The amount of RAM required for a specific OLAP workload depends on the number and size of analytical queries in the Postgres Pro Enterprise instance. Monitor the amount of available RAM and allocate additional RAM if required. For the initial deployment, allocate approximately 6 GB of RAM per 1 CPU core reserved for executing analytical queries.

34.4.3. Required Analytical Query Execution Time #

Certain analytical queries must complete within a specific time limit. In particular, this applies to interactive queries and queries with results that must be available by a certain date and time, for example, at the start of business hours. If sufficient RAM is allocated for executing analytical queries, and temporary files are not created for them, the execution time is determined by the number of CPU cores reserved for executing analytical queries.

Use internal benchmark tests to estimate the required number of CPU cores.

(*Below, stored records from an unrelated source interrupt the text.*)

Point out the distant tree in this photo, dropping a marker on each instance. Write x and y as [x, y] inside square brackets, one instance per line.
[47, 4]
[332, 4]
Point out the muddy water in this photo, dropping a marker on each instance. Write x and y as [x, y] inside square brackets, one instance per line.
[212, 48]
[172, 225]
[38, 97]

During these tests, time-sensitive analytical queries are executed to the test data, the size and structure of which mimic the real data that will be used.

For the initial deployment, reserve approximately 4 CPU cores per analytical query, i.e., per analyst.

34.4.4. Number of Analytical Queries Executed per Unit of Time #

After allocating the computational resources required for executing analytical queries, calculate the total workload from analytical queries executed in parallel. This workload tends to peak once during business hours or when performing resource-intensive ETL tasks.

Certain ETL tasks can be scheduled to be performed at a specific time of day, whereas others — such as ad-hoc analytical queries — cannot.

Avoid OLAP workload peaks by evenly distributing the execution of analytical queries throughout the day and leaving a 30% margin for unexpected tasks.

The pgpro_duckdb extension processes analytical queries linearly as long as it has sufficient I/O resources, RAM, and CPUs. Once these resources are exhausted, the performance drops.

Recommendations for avoiding resource exhaustion:

  • Eliminate bottlenecks in the Postgres Pro cluster.

  • Reduce OLAP workload peaks.

  • Optimize the execution of analytical queries.

  • Redistribute ETL tasks and ad-hoc analytical queries to a dedicated Postgres Pro server, for example asynchronous standby replica.